Des centaines de manifestants ont mis le feu vendredi au consulat iranien à Bassora, lors d'une nouvelle soirée de protestations dans cette ville irakienne où neuf manifestants ont été tués cette semaine et de nombreux sièges d'institutions publiques ou de partis ont été incendiés.

L'attaque contre la représentation diplomatique du grand voisin iranien, puissance agissante en Irak et plus particulièrement dans la province méridionale de Bassora, marque un tournant dans le soulèvement que connait la région depuis juillet contre la corruption des politiciens et la déliquescence des services publics malgré les richesses pétrolières de la région.

Jeudi soir, les manifestants s'en étaient pris aux partis et groupes armés chiites dans la ville, pour la plupart proches de l'Iran. Mais le consulat, où ils s'étaient heurtés à d'importants cordons de sécurité, n'avait pas été touché.

Vendredi soir, ils ont brisé ce rempart et pénétré par centaines dans l'enceinte du consulat, entouré d'une imposante muraille de béton et de fils barbelés, a constaté un photographe de l'AFP. D'immenses flammes étaient visibles à des centaines de mètres à la ronde au-dessus du bâtiment que les employés avaient quitté avant l'arrivée des manifestants, selon le consulat.

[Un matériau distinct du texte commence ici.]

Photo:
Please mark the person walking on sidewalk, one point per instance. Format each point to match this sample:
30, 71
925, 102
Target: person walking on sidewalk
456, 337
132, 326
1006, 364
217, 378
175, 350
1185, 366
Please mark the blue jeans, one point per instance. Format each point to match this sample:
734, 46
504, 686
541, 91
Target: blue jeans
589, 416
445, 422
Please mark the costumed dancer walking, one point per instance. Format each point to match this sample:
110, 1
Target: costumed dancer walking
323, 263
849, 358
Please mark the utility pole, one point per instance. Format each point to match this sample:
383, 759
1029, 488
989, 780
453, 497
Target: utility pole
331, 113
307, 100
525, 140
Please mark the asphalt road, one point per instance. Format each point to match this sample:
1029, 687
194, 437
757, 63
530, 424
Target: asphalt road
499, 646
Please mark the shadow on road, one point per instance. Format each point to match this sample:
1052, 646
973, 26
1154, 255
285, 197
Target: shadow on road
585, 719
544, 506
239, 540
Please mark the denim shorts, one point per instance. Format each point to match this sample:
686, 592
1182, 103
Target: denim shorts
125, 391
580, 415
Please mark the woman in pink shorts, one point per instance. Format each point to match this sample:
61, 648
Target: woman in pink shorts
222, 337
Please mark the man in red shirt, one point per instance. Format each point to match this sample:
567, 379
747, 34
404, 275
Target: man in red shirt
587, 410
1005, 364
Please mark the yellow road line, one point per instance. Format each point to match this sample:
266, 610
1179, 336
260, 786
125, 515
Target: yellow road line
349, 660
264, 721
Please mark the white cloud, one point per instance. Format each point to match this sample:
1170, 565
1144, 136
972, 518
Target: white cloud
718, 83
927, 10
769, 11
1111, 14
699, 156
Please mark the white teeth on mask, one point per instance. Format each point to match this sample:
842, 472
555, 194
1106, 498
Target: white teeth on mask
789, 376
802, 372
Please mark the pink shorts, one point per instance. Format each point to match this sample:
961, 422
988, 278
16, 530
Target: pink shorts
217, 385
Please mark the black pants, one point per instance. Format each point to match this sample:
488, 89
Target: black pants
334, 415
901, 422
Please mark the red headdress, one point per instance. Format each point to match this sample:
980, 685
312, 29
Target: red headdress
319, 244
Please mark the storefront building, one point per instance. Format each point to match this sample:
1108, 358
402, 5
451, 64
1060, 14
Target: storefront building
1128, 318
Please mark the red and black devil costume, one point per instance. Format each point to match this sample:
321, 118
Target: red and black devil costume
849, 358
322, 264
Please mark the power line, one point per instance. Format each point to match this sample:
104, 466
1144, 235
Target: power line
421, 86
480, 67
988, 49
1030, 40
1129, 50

- "Assoiffés, malades et abandonnés" -

Téhéran tente depuis les législatives de mai de peser sur la formation du futur gouvernement irakien. Le bloc pro-Iran au Parlement, emmené par une liste d'anciens combattants anti-jihadistes, dont la plupart des sièges à Bassora ont été saccagés par les manifestants, revendique la majorité des députés nécessaire à former le cabinet.

Mais le Premier ministre sortant Haider al-Abadi, allié au populiste chiite Moqtada Sadr, qui se veut le héraut de l'indépendance politique de Bagdad face à Washington et Téhéran, aussi.

Samedi, à l'appel de Moqtada Sadr, M. Abadi se présentera avec plusieurs de ses ministres devant le Parlement pour évoquer le mouvement social à Bassora, exacerbé par une crise sanitaire qui a déjà mené plus de 30.000 personnes intoxiquées par l'eau à l'hôpital.

"On a soif, on a faim, on est malades et abandonnés", résume Ali Hussein, un des protestataires rencontré par l'AFPTV. "Manifester est un devoir sacré et tous les gens honnêtes devraient le suivre".

Depuis mardi, les protestations quotidiennes ont fait neuf morts parmi les manifestants, selon Mehdi al-Tamimi, chef du Conseil provincial des droits de l'Homme.

Le couvre-feu décrété par les autorités après les incidents de jeudi soir n'a pas été respecté par les manifestants.

Cette crise intervient à un moment de paralysie politique à Bagdad.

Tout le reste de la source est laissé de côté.